Хэм кивнул головой на дверь, как бы показывая, что она там. Мистер Пиготти принял с окна свечу, снял с нее нагар, поставил на стол и принялся усердно мешать кочергой в очаге, желая, чтобы огонь разгорелся ярче. В это время Хэм, неподвижно стоявший на месте, сказал мне:
— Мистер Дэви, выйдемте-ка на минутку, нам с Эмми надо что-то вам показать.
Мы вышли с ним. Проходя мимо него в дверях, я, к великому своему удивлению и ужасу, увидел, что он бледен, как смерть. Он поспешно толкнул меня вперед и запер за собой дверь. Нас было только двое.
— Хэм, что случилось?
— Ах, мистер Дэви!..
Несчастный! Как горько он тут зарыдал!..
При виде такого отчаяния я просто оцепенел; даже не знаю, какие мысль приходили мне и голову, чего я боялся, — я мог только глядеть на него.
— Хэм, бедный, дорогой мой Хэм! Ради бога, скажите, что с вами?
— Мистер Дэви! Моя любимая, та, которой я так гордился, так верил, та, для которой и всегда и теперь еще готов отдать свою жизнь… уехала!
— Уехала?
— Эмилия убежала. И как она убежала — вы можете судить по тому, мистер Дэви, что я, который люблю ее больше всего на свете, молю бога скорее умертвить ее, чем дать окончательно пасть и погибнуть.
До сих пор я не могу забыть выражения его лица, обращенного к покрытому тучами небу, его судорожно сжатых рук, отчаяния, веявшего от всей его фигуры, не могу забыть пустынного места, на котором разыгрывалась эта драма, где единственным действующим лицом среди мрака ночи был несчастный Хэм…
— Вы, мистер Дэви, человек ученый, — вдруг скороговоркой проговорил он, — вы лучше моего знаете, как надо поступить.
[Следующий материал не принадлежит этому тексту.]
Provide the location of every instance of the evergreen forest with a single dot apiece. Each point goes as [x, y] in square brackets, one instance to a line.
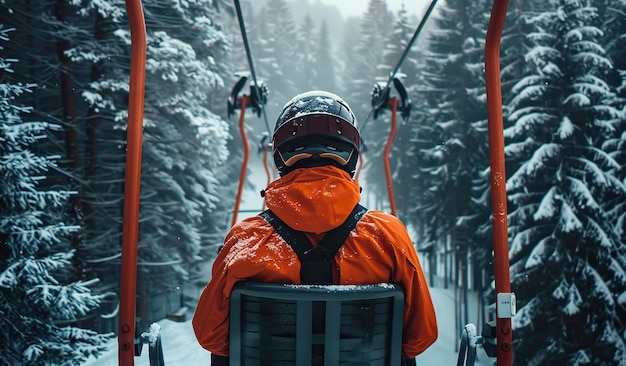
[64, 73]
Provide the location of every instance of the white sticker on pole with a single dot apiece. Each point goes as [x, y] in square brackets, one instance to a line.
[506, 305]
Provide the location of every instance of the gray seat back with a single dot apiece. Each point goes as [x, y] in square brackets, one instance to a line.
[310, 325]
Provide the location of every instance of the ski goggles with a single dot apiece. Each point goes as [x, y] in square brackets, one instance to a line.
[316, 125]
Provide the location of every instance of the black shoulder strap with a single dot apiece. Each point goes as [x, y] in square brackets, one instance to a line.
[298, 240]
[316, 266]
[334, 239]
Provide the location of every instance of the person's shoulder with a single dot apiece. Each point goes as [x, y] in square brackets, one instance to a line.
[252, 224]
[382, 218]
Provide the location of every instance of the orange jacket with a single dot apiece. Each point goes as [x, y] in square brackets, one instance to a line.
[316, 200]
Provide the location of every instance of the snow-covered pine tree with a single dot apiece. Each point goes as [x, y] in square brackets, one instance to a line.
[379, 129]
[361, 68]
[280, 54]
[305, 58]
[325, 61]
[449, 147]
[566, 252]
[184, 142]
[37, 299]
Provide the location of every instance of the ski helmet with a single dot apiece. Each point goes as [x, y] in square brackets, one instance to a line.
[316, 128]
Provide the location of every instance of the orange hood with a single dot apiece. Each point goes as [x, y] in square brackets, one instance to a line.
[313, 200]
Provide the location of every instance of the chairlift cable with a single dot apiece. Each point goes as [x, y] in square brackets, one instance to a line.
[418, 30]
[246, 45]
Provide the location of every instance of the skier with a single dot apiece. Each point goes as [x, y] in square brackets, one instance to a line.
[316, 146]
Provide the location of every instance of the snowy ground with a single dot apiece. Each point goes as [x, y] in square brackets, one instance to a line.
[181, 348]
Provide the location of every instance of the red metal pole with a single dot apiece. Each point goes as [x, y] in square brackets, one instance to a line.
[504, 331]
[393, 103]
[128, 280]
[244, 167]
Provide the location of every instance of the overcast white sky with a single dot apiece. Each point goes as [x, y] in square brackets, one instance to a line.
[358, 7]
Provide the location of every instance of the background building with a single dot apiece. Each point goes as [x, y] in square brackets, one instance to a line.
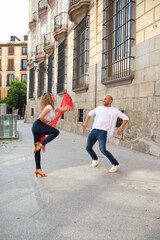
[13, 62]
[91, 48]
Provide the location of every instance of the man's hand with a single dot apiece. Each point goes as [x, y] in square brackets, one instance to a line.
[85, 125]
[119, 130]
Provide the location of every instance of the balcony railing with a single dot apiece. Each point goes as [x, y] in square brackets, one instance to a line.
[33, 20]
[23, 69]
[48, 39]
[8, 126]
[33, 17]
[10, 68]
[61, 21]
[42, 7]
[31, 56]
[50, 2]
[39, 49]
[72, 2]
[78, 9]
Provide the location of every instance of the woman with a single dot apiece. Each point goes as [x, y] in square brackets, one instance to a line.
[41, 127]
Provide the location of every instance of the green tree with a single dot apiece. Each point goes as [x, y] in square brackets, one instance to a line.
[17, 94]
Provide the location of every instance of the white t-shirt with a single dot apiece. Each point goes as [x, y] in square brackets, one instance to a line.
[50, 116]
[106, 118]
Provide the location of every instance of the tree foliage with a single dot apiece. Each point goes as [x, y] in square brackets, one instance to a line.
[17, 94]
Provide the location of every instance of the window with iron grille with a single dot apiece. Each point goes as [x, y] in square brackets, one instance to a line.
[24, 50]
[11, 51]
[80, 115]
[24, 64]
[117, 40]
[41, 79]
[23, 77]
[61, 67]
[31, 82]
[0, 80]
[81, 50]
[50, 72]
[10, 78]
[32, 112]
[10, 64]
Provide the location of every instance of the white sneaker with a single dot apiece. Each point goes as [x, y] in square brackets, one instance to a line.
[94, 163]
[114, 168]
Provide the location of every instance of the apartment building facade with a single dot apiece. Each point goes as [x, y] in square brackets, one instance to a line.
[13, 62]
[92, 48]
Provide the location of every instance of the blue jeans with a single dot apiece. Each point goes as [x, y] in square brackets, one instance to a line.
[101, 136]
[38, 129]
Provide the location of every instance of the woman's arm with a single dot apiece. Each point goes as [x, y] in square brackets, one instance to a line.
[86, 122]
[43, 114]
[62, 109]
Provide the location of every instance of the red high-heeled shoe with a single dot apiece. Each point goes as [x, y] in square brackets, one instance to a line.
[39, 172]
[38, 146]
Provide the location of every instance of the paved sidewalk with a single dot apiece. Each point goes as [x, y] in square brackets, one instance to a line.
[76, 202]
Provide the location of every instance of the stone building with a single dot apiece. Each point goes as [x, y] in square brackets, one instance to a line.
[91, 48]
[13, 62]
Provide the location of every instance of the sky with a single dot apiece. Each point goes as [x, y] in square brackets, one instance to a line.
[13, 18]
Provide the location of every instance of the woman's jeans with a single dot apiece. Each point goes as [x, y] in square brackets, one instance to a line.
[101, 136]
[39, 128]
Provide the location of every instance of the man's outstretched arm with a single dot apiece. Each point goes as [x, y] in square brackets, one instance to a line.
[86, 122]
[120, 129]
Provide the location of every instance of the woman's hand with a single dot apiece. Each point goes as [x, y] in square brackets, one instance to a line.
[43, 114]
[62, 109]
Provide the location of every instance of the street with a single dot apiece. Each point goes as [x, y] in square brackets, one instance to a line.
[76, 202]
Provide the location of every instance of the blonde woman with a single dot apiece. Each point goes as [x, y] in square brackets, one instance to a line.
[40, 127]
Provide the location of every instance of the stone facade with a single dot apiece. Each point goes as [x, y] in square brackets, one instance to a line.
[140, 100]
[16, 69]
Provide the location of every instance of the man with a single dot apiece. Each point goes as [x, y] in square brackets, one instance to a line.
[103, 129]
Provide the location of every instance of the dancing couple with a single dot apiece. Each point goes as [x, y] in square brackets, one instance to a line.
[102, 129]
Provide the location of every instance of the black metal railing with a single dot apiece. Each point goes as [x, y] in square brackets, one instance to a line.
[23, 69]
[61, 67]
[11, 68]
[39, 49]
[41, 72]
[81, 54]
[48, 39]
[72, 2]
[61, 21]
[117, 38]
[33, 18]
[31, 82]
[42, 5]
[31, 56]
[50, 72]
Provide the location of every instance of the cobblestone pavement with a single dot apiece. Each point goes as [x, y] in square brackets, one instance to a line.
[76, 202]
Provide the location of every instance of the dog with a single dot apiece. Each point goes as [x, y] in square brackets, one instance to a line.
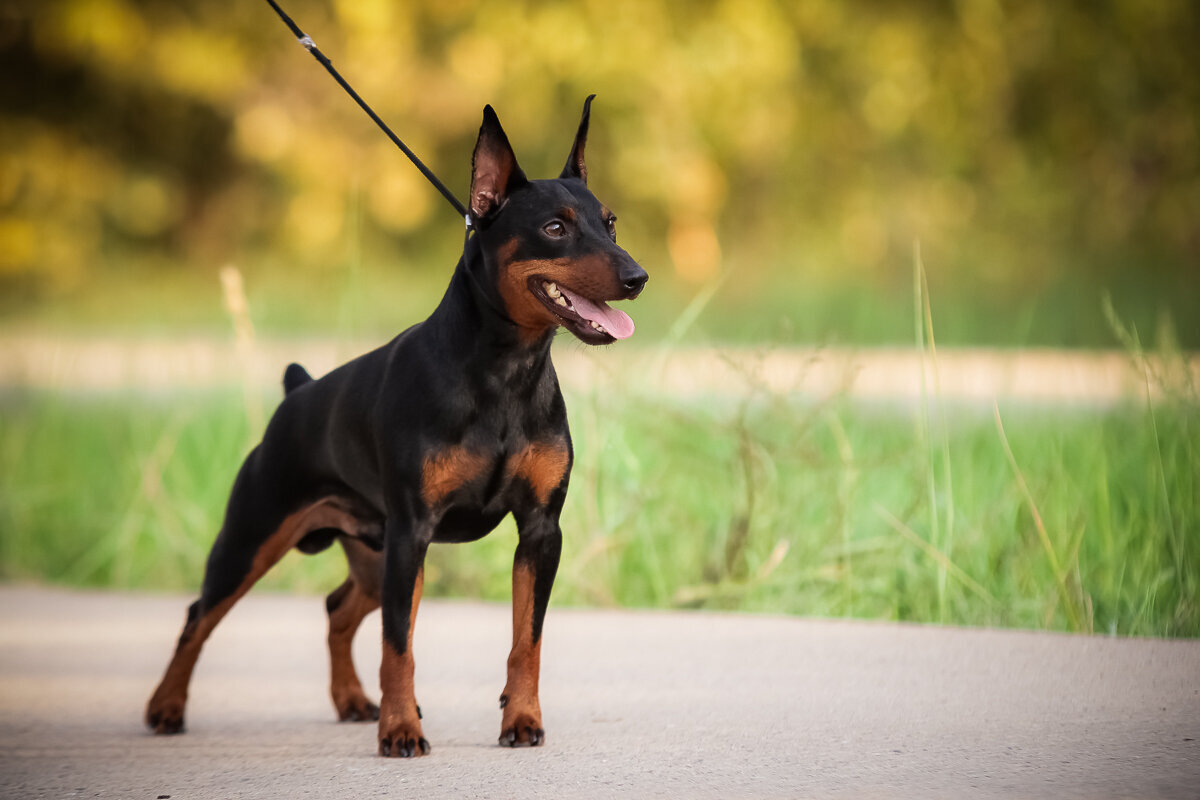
[435, 437]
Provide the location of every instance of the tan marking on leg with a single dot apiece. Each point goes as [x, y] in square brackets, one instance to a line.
[522, 711]
[165, 711]
[445, 470]
[400, 722]
[543, 465]
[346, 689]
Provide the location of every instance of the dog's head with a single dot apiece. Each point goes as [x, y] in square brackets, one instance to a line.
[556, 254]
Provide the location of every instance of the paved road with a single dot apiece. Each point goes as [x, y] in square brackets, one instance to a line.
[637, 705]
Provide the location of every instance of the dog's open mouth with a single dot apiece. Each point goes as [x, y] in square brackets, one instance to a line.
[592, 320]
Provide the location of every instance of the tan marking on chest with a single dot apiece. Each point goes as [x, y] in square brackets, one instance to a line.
[445, 470]
[543, 465]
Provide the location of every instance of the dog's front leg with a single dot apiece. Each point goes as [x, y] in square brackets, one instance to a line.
[400, 720]
[533, 576]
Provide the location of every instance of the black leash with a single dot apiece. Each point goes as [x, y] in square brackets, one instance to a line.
[309, 44]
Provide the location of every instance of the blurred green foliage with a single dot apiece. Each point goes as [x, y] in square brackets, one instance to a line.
[1042, 152]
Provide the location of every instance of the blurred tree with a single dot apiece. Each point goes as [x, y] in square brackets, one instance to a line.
[1029, 145]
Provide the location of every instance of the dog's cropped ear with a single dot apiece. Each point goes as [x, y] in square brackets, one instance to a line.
[495, 173]
[575, 166]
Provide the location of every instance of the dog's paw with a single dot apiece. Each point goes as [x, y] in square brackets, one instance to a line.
[402, 738]
[521, 726]
[403, 744]
[165, 716]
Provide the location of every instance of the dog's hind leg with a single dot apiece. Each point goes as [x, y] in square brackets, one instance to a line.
[347, 606]
[257, 533]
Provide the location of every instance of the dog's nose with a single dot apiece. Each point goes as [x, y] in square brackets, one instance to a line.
[634, 281]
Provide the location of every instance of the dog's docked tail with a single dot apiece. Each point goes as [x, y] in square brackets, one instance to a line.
[294, 377]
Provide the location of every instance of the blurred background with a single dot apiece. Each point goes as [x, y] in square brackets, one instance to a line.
[1043, 155]
[189, 202]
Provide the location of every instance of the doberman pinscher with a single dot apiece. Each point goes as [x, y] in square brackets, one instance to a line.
[432, 438]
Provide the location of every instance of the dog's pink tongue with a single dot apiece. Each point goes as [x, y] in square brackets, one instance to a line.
[616, 322]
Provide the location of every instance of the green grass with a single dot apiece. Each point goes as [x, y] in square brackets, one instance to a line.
[1081, 519]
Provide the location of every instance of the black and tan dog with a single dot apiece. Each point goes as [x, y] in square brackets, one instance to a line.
[432, 438]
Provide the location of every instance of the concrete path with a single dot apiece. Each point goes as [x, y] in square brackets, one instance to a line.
[636, 705]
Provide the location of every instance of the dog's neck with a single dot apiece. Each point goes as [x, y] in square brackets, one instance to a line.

Что мне теперь сказать дома? — Как смогу я когда-нибудь открыть это ему, мистер Дэви?
В это время я почувствовал, что дверь приотворяется, и инстинктивно старался закрыть ее, чтобы отдалить ужасную минуту. Но было поздно — мистер Пиготти уже высунул голову, — и, проживи я сотни лет, мне никогда не забыть его лица…
Помню ужасные рыдания, слезы… Мы в комнате… вокруг старика суетятся женщины… мы все стоим… Я держу в руке бумагу, которую дал мне Хэм… Мистер Пиготти в разодранном жилете, с растрепанными волосами, бледный как смерть… по груди его струится кровь… (думаю, что он выплюнул ее изо рта). Старик пристально смотрит на меня…
— Прочтите это, сэр, — говорит он мне тихо, дрожащим голосом. — Только медленно, пожалуйста: боюсь, что не пойму.
Среди мертвой тишины я читаю письмо, залитое слезами:
— «Когда вы, любивший меня гораздо больше, чем я заслуживала, получите это, я буду далеко».
— «Я буду далеко», — словно про себя, тихо повторил старик. — Постойте, значит, она уже далеко… Ну, что дальше?
— «Я покидаю мой дорогой дом, — да, мой дорогой, родной дом, — завтра утром…»
На письме стояло вчерашнее число, — повидимому, оно было написано ночью.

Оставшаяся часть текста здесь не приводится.